But they don’t, do they? Not outside the Hollywood hothouse, anyway. Replant Clooney permanently here in beer-soaked, wind-blasted Blighty (I know he has a home in Henley but he and Amal are the ultimate transatlantic couple, as well as doing the East Coast/West Coast flit as required) and he’d soon start to look like Nigel Farage. At which point, he’d fit right in. Jeremy Clarkson, Jim Davidson, Mike Gatting, John Barnes, Ed Balls, Philip Green, James May, Jim Kerr, Prince Andrew, Eamonn Holmes… it’s a roly-poly roll call of men ageing badly – and then some.
True, there are exceptions. But for every Sean Bean there’s a Mick Hucknall; for every David Beckham, a Ricky Gervais; and for every Colin Firth there’s a Darren Day. And for every mid-lifer who dons Lycra to run/cycle/swim his way to maintain some semblance of youth, there are four others nodding off to Gardeners’ Question Time.

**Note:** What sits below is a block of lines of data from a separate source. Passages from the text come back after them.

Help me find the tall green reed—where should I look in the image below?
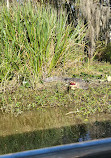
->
[0,2,86,81]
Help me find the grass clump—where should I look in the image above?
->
[0,2,85,83]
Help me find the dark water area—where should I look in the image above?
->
[0,115,111,154]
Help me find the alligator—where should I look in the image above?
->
[43,76,88,90]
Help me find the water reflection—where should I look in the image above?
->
[0,109,111,154]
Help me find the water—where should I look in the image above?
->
[0,108,111,154]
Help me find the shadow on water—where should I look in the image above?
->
[0,113,111,154]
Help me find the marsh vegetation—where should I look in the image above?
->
[0,1,111,156]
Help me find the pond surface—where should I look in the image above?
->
[0,108,111,154]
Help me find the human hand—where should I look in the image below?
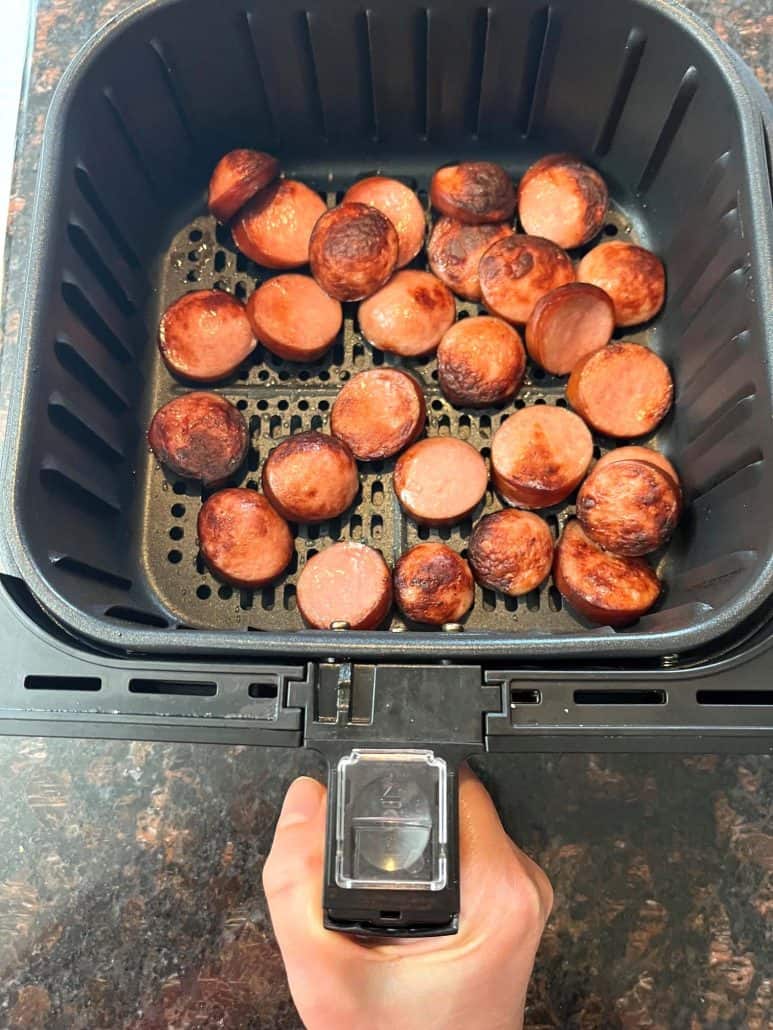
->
[263,766,552,1030]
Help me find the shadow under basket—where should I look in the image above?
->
[3,0,773,661]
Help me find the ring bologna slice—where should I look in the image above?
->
[518,153,609,249]
[343,175,427,268]
[427,215,513,301]
[470,508,553,597]
[263,430,360,522]
[478,234,575,324]
[430,161,515,226]
[394,544,475,626]
[526,282,614,376]
[358,269,457,357]
[159,289,257,382]
[437,315,526,408]
[492,405,594,508]
[247,273,343,362]
[147,392,249,486]
[394,437,489,525]
[577,460,680,557]
[577,240,666,325]
[552,519,661,626]
[330,369,427,461]
[197,488,294,590]
[208,150,279,222]
[566,343,674,437]
[309,203,400,301]
[297,541,392,629]
[231,179,327,269]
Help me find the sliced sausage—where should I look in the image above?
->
[330,369,427,461]
[492,405,594,508]
[552,519,661,626]
[430,161,515,226]
[394,544,475,626]
[297,541,392,629]
[566,343,674,437]
[577,460,680,557]
[159,289,257,382]
[147,392,249,486]
[518,153,609,249]
[437,315,526,408]
[594,445,681,496]
[478,234,574,323]
[247,273,343,362]
[394,437,489,525]
[577,240,666,325]
[526,282,614,376]
[263,431,360,522]
[470,508,553,597]
[197,488,293,590]
[208,150,279,222]
[231,179,327,269]
[309,198,400,301]
[427,215,512,301]
[358,269,457,357]
[343,175,427,268]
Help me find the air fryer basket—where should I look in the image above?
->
[3,0,773,659]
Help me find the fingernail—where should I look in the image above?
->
[277,776,323,829]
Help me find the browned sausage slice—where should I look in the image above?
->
[427,215,512,301]
[247,273,343,362]
[577,461,680,557]
[298,542,392,629]
[518,153,609,249]
[343,175,427,268]
[197,488,293,589]
[577,240,666,325]
[566,343,674,437]
[231,179,327,269]
[394,544,475,626]
[147,392,249,486]
[492,405,594,508]
[437,315,526,408]
[209,150,279,222]
[552,519,661,626]
[159,289,257,382]
[309,198,400,301]
[263,431,360,522]
[394,437,489,525]
[526,282,614,376]
[478,235,574,323]
[470,508,553,597]
[430,161,515,226]
[358,269,457,357]
[330,369,427,461]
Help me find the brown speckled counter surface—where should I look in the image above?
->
[0,0,773,1030]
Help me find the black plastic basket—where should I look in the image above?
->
[2,0,773,662]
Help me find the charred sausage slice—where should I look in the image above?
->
[298,541,392,629]
[394,544,474,626]
[478,235,575,324]
[147,392,249,486]
[566,343,674,437]
[159,289,256,382]
[198,488,293,589]
[437,315,526,408]
[492,405,594,508]
[330,369,427,461]
[247,273,343,362]
[263,431,360,522]
[552,519,661,626]
[470,508,553,597]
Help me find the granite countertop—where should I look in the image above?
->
[0,0,773,1030]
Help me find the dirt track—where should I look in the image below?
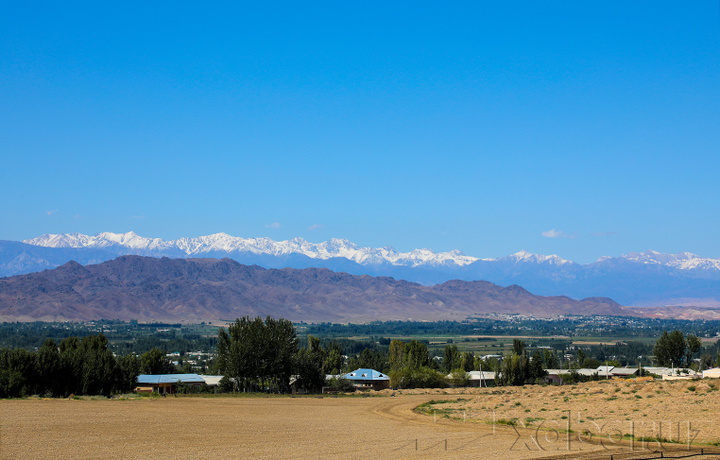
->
[0,395,707,459]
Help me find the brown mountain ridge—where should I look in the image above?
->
[0,256,633,322]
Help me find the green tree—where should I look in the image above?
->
[217,316,296,392]
[653,330,687,366]
[140,348,174,374]
[685,334,702,366]
[543,349,558,369]
[403,340,429,369]
[443,344,460,374]
[36,339,63,396]
[388,339,405,370]
[528,350,547,382]
[118,355,140,392]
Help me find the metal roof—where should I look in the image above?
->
[138,374,205,384]
[343,369,390,381]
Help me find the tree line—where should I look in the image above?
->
[0,334,190,398]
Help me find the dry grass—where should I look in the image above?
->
[0,382,720,459]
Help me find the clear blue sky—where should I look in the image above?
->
[0,0,720,262]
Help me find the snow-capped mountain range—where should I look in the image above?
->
[23,232,479,267]
[0,232,720,307]
[18,232,720,271]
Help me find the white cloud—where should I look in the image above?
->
[541,228,577,238]
[593,232,617,236]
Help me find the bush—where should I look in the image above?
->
[450,369,470,387]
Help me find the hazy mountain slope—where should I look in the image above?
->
[5,232,720,306]
[0,256,628,321]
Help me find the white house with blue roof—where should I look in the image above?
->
[343,369,390,390]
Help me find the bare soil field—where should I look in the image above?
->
[0,381,720,459]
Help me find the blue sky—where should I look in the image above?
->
[0,0,720,262]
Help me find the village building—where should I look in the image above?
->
[135,374,222,395]
[343,369,390,390]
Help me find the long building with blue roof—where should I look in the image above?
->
[135,374,222,395]
[343,369,390,390]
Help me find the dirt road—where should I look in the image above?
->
[0,395,716,459]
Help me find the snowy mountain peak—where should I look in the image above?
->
[23,232,478,267]
[23,231,720,271]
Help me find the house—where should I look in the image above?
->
[703,367,720,379]
[135,374,222,395]
[343,369,390,390]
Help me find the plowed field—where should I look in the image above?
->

So why are so many of our men so bad at looking good? Weight gain, hair loss, increased pallor, diminished muscle tone – these are all hallmarks of the British male, for whom middle age is not something to be feared but staggered towards, a safe place where they can pick their ears, undo the top button of their trousers and caress their athlete’s foot.
While their modern, young counterparts embrace metrosexuality – applying moisturiser, concealing pimples, selecting their clothes with pride – the older gent resists: to fuss is unmanly, to care about one’s looks simply vain…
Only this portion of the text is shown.